Why was writing “Surviving Hiroshima, a Young Woman’s Story” so important to you?

This book is nonfiction, but I have to say that from a storytelling perspective I couldn’t possibly make anything up that’s as fascinating as this real-life experience. There are many twists and turns, and I would have to say that Anthony’s family lived a series of miracles that allowed them to survive the most horrifying military event of the twentieth century. I immediately accepted the offer to write this book because I saw it not just an exciting and fascinating personal story, but an important historical work. I’m very proud to have been associated with this project.

Where do you get your best ideas and why do you think that is?
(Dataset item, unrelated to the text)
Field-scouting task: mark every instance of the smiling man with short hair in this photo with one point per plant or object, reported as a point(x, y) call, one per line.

There is an old saying, “If you want to get something done, find a busy person to do it.” That’s the way my life has worked. People see the body of work I have created in television and print, and bring me their stories to write. I’m currently writing the story of a woman Christian missionary I met and her harrowing experiences in Burma.

Any final words?

I love writing, but once upon a time it was a love-hate relationship. I feared the blank page. I feared I wasn’t good enough. One day I lost the fear. Now the love-hate relationship is only love.


From Russian nobility, the Palchikoffs barely escaped death at the hands of Bolshevik revolutionaries until Kaleria’s father, a White Russian officer, hijacked a ship to take them to safety in Hiroshima. Safety was short lived. Her father, a talented musician, established a new life for the family, but the outbreak of World War II created a cloud of suspicion that led to his imprisonment and years of deprivation for his family.

Then, on August 6, 1945, 22-year-old Kaleria was doing pre-breakfast chores when a blinding flash lit the sky over Hiroshima, Japan. A moment later, everything went black as the house collapsed on her and her family. Their world, and everyone else’s changed as the first atomic bomb was detonated over a city.

After the bombing, trapped in the center of previously unimagined devastation, Kaleria summoned her strength to come to the aid of bomb victims, treating the never-before seen effects of radiation. Fluent in English, Kaleria was soon recruited to work with General Douglas MacArthur’s occupation forces.